The Chinese Communist (CCF intervention) caused the group to move twice in as many weeks, first to Suwon AB (K-13), South Korea, then to Chinhae (K-10). From there the 18th FBG continued to support ground forces and carry out armed reconnaissance and interdiction missions. From November 1950 through January 1951, it earned a Distinguished Unit Citation for destroying roughly 2,400 enemy vehicles and severely damaging almost 500 more.

From early 1951 until January 1953, the group and its tactical squadrons, moving from base to base in South Korea, operated separately from the rest of the 18th FBW. The group earned its second Distinguished Unit Citation from 22 April to 8 July 1951, when it flew 6,500 combat sorties while operating from sod, dirt filled, and damaged runways to counter the enemy's 1951 spring offensive.

When in January 1953 the group rejoined the wing at Osan-ni AB (K-55), its squadrons transitioned to F-86 Sabrejets without halting the fight against the enemy. It flew its first F-86 counter air mission on 26 February 1953. In the final days of the war, the 18th FBG attacked dispersed enemy aircraft at Sinuiju and Uiju Airfields.

The group remained in Korea for some time after the armistice.

====Cold War====
In 1955, deployed to Formosa to support Nationalist Chinese evacuation of Tachen Islands. During subsequent active periods from 1978 to 1981 trained for air operations in western Pacific region

====Modern era====
The designation of the wing changed on 1 October 1991 to the 18th Wing with the implementation of the Objective Wing concept. With the objective wing, the mission of the 18th expanded to the Composite Air Wing concept of multiple different wing missions with different aircraft. The operational squadrons of the wing were assigned to the 18th Operations Group.
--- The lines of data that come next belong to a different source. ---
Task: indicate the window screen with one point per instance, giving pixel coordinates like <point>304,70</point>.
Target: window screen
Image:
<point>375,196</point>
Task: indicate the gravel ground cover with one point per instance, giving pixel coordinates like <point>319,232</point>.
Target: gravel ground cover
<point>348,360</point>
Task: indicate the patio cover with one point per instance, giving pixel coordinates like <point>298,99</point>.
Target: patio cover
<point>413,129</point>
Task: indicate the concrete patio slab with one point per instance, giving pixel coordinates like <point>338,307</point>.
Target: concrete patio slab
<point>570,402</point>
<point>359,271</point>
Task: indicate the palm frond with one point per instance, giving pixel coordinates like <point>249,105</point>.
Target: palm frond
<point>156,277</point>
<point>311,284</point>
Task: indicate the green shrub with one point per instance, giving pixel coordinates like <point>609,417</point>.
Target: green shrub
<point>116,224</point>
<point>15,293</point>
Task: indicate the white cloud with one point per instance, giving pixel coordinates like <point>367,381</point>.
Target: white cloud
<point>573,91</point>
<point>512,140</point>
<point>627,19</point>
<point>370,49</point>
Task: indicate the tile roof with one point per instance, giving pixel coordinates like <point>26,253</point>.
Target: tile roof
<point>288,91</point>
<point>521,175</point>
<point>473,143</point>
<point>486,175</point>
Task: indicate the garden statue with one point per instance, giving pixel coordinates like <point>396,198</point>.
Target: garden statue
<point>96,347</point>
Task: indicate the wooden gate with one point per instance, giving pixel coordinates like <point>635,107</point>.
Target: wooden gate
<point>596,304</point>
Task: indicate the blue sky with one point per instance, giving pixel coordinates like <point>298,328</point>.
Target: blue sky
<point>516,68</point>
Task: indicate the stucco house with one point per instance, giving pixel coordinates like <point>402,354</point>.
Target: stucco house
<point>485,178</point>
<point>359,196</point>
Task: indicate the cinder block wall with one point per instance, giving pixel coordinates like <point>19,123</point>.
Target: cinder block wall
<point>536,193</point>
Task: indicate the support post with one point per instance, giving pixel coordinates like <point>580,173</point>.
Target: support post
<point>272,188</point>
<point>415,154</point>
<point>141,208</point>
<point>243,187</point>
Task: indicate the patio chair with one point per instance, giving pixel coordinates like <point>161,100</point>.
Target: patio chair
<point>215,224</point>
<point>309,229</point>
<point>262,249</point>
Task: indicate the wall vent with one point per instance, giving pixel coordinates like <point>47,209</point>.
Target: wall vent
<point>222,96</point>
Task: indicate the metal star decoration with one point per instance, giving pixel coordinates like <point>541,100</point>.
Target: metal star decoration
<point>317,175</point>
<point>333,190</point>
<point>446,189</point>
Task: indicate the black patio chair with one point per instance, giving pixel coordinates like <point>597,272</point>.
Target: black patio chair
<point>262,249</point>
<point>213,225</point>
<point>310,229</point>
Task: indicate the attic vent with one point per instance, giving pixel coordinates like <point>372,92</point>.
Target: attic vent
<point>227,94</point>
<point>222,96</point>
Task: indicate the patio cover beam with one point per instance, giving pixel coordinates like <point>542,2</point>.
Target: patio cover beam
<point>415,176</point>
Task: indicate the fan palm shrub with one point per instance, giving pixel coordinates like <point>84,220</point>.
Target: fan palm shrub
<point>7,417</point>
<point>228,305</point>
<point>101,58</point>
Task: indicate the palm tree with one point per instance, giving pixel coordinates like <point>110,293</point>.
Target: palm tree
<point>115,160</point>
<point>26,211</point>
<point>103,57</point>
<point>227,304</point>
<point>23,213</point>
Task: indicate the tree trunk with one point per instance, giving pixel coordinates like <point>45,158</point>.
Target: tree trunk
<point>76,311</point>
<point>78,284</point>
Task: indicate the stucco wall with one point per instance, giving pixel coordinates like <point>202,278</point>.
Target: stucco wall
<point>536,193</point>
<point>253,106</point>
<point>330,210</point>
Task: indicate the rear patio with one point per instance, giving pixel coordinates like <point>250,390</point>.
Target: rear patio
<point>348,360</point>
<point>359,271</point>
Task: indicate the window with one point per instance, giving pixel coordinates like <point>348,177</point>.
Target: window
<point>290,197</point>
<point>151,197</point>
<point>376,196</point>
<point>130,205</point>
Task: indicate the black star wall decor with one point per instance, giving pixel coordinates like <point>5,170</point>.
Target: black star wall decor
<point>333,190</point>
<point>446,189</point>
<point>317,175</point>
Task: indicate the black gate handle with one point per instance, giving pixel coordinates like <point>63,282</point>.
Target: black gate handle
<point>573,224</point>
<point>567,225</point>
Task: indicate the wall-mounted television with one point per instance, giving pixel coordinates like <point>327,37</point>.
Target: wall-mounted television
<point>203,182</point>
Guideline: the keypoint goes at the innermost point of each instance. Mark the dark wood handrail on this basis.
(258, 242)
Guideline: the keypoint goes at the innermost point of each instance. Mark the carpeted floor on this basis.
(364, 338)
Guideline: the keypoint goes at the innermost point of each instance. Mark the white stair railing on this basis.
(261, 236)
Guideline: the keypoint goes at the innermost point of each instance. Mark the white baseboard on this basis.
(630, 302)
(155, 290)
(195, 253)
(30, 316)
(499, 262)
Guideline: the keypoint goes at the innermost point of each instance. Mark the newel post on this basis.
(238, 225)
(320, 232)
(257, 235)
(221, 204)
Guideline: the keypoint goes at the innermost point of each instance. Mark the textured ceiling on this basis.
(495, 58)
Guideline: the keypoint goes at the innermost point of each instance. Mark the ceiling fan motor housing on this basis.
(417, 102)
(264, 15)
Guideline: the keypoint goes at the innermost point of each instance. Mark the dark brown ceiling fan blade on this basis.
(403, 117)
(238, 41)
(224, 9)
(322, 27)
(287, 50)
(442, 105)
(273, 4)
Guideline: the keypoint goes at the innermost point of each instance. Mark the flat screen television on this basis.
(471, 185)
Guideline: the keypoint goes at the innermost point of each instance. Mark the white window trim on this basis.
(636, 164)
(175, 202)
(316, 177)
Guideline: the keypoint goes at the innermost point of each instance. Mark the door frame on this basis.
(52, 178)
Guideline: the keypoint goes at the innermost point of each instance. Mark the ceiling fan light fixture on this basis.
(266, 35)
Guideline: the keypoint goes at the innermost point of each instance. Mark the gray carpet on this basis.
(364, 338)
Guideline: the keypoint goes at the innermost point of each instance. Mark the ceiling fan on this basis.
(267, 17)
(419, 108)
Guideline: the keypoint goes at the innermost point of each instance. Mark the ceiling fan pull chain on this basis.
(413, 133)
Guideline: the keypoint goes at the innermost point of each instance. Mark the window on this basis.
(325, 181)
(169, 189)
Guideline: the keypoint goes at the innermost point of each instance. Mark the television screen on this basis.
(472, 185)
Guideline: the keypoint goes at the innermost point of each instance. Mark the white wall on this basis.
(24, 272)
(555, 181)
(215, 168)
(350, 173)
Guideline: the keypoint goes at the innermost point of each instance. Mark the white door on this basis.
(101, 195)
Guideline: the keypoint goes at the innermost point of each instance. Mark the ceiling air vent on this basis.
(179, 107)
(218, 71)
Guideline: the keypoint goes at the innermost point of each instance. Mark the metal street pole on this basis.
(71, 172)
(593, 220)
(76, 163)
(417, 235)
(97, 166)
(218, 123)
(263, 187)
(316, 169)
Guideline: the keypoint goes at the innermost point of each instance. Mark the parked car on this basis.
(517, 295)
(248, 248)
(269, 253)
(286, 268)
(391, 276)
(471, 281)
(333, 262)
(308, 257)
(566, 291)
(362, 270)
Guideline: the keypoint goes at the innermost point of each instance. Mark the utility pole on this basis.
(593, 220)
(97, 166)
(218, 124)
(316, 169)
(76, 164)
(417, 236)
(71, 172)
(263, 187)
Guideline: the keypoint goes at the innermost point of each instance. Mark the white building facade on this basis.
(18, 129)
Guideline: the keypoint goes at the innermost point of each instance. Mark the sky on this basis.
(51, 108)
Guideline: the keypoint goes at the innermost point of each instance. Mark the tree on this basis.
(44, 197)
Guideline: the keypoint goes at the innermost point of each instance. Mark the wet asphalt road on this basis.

The mission of the 18th OG was expanded to include aerial refueling with Boeing KC-135R/T Stratotanker tanker aircraft (909th ARS); and surveillance, warning, command and control Boeing E-3B/C Sentry (961st AACS), and communications. Added airlift mission in June 1992 with the Beech C-12 Huron, transporting mission critical personnel, high-priority cargo and distinguished visitors.

In February 1993, the 18th gained responsibility for coordinating rescue operations in the Western Pacific and Indian Ocean with the addition of the 33d Rescue Squadron (33d RQS).

In November 1999, the 18th underwent another change as one of its three F-15 units, the 12th Fighter Squadron, was reassigned to the 3d Wing at Elmendorf Air Force Base, Alaska.